En el trasfondo negro y sucio de la tierra vi un punto radiante, del tamaño de un plato pequeño. Brillaba tanto que era imposible que perteneciera a esa materia terrosa de la que proceden todos los objetos. Cuando levanté los ojos, por encima de los tejados de las casas, vi el cielo con el mismo esplendor. No pertenecía a la tierra. Aquella cosa que brillaba era el cielo reflejado en el trozo de un espejo roto.

     El reflejo.
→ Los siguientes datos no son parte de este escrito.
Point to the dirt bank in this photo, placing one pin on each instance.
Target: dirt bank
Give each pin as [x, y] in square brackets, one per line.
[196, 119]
Un fenómeno tan despreciado en el arte que se rebela contra el naturalismo.

     El hombre que se vio por primera vez reflejado en la superficie de unas aguas tranquilas, debió sentirse iluminado.

     A pesar de los consejos de los surrealistas y de la gente que se abandona a su fantasía, no penetremos en él bajo ningún pretexto, no atravesemos la superficie del espejo. ¡Permanezcamos delante! ¡El reflejo en sí mismo es un milagro! Encierra en sí un secreto del mundo. Como si la realidad, habiéndose separado de sí misma, hubiera sido encerrada como en una prisión o también, como si hubiera sido introducida en la tumba. Como si ya no perteneciera a este mundo. El imposible acercamiento entre la vida y la muerte se cumple. Juntos. Claro, que en la ilusión de una puesta en escena. Sensación de alcanzar la eternidad. Mientras se sigue vivo.